OP I would do the same as you.

In the real world most people wouldn't send her on a train herself not knowing whether someone will meet her or turn up or how she will deal with the train ride. Not all 12 years old have travelled alone.

Neither would many people take her £300 to hire a nanny or send her i a taxi to another relative who isn't responsible for her.

It's horrible that you are having to deal with this but like you said, you agreed to take her and she is your responsibility for the week and with the mum away there isn't much you can do about it now.

I hope the rest of the week goes more smoothly.

pictish · 21/07/2015 08:37

I agree UK I've been reading some of the replies and chuckling to myself. All this put her on a train/spend her £300 on a taxi/insist her aunt comes to pick her up immediately...it's very easy telling other people what to do when you don't have to do it yourself. Wink

The reality is OP is stuck with the whinging madam until it's time to go home.

This week will go down in family lore as "remember the time we took Xxxx to Pontins?"

fiddlybulb · 21/07/2015 08:56

Mn is fantastic for practical advice, but I think sometimes we collectively make a category error in offering advice when all the op wanted was tea and sympathy. In this case the op's between a rock and a hard place and just wants a bloody good moan - and she's entitled to one after having her holiday ruined. Plus I think she's a single parent and her mum is ill, which means she doesn't have a DP/DH/another adult she can turn to at the end of the day to let off steam.
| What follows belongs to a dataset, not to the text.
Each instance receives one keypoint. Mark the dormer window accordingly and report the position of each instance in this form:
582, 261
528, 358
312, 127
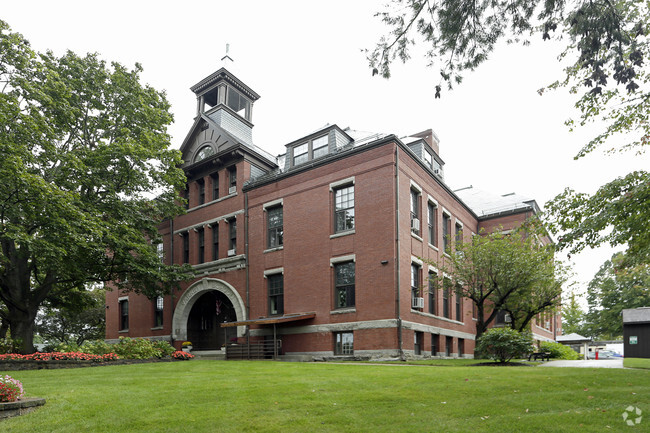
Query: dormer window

Marynary · 21/07/2015 08:56

It sounds like you are doing a great job OP. Many of the suggestions on here are over dramatic and I wonder if the posters would actually behave like that in real life. Not only would it be really irresponsible to send a child off on a train or use their money for a taxi to send them home but it would probably really upset your dd and certainly it could make life very difficult for her when she gets back to school.
I think that it might help if you don't stay with your DD and her friend for activities (if you are comfortable doing that). Hopefully the rest of the work will be better.